At Large  November 29, 2023  Rebecca Schiffman

What This Extraordinary Find Says About Gender in an Ancient Culture

Dr Marta Diaz-Guardamino, Durham University

Durham University Archaeology students have been part of an extraordinary archaeological discovery in Spain.

Archaeologists have discovered a funerary stone that could completely change how we understand gender roles in ancient Iberian society. The stela—an upright stone slab often serving as a gravestone—was found at the 3,000-year-old funerary complex in Las Capellanías, in Cañaveral de León, Spain. 

The find, which was made in September and was presented by the Cañaveral de León city council on October 6, is remarkable because it depicts a figure that has both female and male markers, showing that perhaps our standardized and binary iconographies could have been more fluid than we thought in ancient Iberian culture.

The stela in question, which archaeologists believe was created to commemorate important people in Iberian society, depicts a human figure with a headdress, necklace, and two swords.

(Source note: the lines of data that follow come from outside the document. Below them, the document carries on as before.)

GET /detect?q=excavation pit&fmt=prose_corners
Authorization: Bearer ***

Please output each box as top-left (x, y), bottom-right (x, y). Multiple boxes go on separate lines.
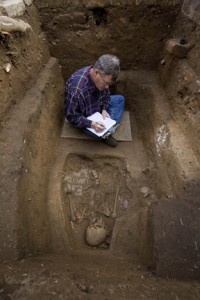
top-left (1, 1), bottom-right (200, 297)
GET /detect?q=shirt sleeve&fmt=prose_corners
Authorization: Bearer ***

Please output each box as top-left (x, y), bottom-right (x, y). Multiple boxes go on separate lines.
top-left (101, 89), bottom-right (110, 111)
top-left (65, 92), bottom-right (92, 129)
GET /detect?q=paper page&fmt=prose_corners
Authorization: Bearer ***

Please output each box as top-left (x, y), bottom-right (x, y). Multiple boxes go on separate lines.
top-left (87, 112), bottom-right (116, 137)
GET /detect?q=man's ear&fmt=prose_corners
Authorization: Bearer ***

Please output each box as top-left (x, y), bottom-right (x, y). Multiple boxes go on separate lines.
top-left (94, 68), bottom-right (99, 76)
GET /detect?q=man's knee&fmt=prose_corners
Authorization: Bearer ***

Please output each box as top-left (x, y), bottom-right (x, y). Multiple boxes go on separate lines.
top-left (115, 95), bottom-right (125, 110)
top-left (110, 94), bottom-right (124, 106)
top-left (118, 95), bottom-right (125, 107)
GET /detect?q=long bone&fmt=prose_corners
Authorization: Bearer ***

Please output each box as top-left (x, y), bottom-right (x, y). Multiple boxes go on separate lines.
top-left (68, 194), bottom-right (76, 222)
top-left (111, 187), bottom-right (119, 218)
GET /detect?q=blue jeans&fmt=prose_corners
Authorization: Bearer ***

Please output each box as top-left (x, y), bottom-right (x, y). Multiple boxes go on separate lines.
top-left (83, 94), bottom-right (125, 139)
top-left (108, 95), bottom-right (124, 123)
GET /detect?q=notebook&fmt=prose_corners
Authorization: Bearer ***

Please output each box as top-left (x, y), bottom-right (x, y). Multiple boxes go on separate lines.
top-left (87, 112), bottom-right (116, 137)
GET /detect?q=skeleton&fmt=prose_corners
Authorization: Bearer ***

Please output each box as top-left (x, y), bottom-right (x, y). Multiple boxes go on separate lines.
top-left (68, 175), bottom-right (120, 225)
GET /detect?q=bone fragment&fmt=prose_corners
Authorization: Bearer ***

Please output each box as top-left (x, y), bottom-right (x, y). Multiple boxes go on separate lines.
top-left (74, 207), bottom-right (88, 224)
top-left (104, 201), bottom-right (111, 217)
top-left (111, 187), bottom-right (119, 218)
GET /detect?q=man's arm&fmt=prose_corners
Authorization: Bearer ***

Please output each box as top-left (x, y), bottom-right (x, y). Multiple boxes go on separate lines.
top-left (65, 93), bottom-right (92, 128)
top-left (101, 89), bottom-right (110, 119)
top-left (65, 93), bottom-right (106, 132)
top-left (101, 89), bottom-right (110, 111)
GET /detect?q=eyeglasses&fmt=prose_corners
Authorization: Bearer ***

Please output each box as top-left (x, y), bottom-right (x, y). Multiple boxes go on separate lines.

The figure also has a detailed face, hands, feet, as well as male genitalia. But while the headdress is usually interpreted as female, the sword is a feature that is normally interpreted as male. 

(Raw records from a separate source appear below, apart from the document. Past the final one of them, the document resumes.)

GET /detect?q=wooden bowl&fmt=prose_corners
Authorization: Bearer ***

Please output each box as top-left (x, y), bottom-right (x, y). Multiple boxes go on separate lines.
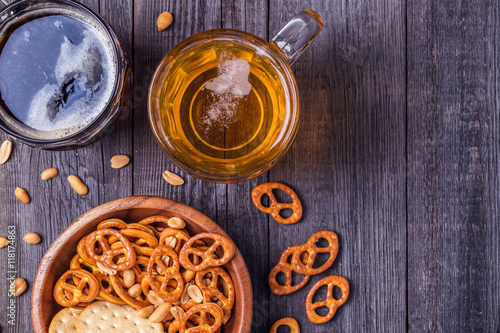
top-left (31, 196), bottom-right (253, 332)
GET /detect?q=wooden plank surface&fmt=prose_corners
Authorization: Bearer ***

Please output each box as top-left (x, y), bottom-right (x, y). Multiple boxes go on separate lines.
top-left (268, 0), bottom-right (407, 332)
top-left (407, 0), bottom-right (500, 332)
top-left (0, 0), bottom-right (499, 332)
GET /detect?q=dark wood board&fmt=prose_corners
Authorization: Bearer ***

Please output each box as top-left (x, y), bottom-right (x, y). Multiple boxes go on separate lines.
top-left (0, 0), bottom-right (498, 332)
top-left (407, 0), bottom-right (500, 332)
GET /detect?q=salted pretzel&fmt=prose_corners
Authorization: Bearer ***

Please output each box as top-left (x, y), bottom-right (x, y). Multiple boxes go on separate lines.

The archaeological team has found other stela in the area. A stela was first found in the area in 2018 during a road repair, and extensive excavations began in June 2022, unearthing a large funerary complex. Those stelae had either female traits or male traits. This stela, however, turns all of that prior research on its head. 

Dr Marta Diaz-Guardamino, Durham University

Students recording the area where the Cañaveral de León 3 stela was found.

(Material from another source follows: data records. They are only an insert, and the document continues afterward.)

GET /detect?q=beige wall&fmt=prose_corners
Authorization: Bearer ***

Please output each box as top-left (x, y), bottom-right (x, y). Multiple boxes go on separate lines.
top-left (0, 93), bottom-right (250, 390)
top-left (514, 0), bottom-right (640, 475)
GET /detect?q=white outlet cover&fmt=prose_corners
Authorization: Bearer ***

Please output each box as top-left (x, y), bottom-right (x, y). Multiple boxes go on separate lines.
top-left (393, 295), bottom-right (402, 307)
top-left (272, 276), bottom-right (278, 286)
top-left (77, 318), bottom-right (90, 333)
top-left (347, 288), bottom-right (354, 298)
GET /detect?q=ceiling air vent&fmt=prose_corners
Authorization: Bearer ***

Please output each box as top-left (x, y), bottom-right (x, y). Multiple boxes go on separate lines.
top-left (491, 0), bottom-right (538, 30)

In a statement by the field team, which was headed by Dr. Marta Diaz-Guardamino of Durham University in England, they said that this new stela “demonstrates that these social roles were not restricted to a specific gender, but could be associated with different genders.”

This is the third decorated stela found at this site and the second one found in its intended context in a funerary complex. The finding of another stela in this complex is especially important for researchers because, despite over 120 years of research, these findings are few and far between, oftentimes discovered by agricultural workers out of context. 

Finding this stela in the funerary complex, alongside the other two stelae found at the site further confirms that the late prehistoric Iberian people used stelae as funerary monuments within mortuary sites. This finding could also shed light on the process and funerary ritual of stelae-making in Late Bronze Age and Early Iron Age Iberia. 

Las Capellanías is located between two main river basins, which also adds to the importance of these stelae. The Durham team calls these rivers “highways”, as during late prehistoric times, these pathways were key communication tracks for different groups of people. By situating a funerary complex in such an important area, this complex became a territorial marker and a funerary monument.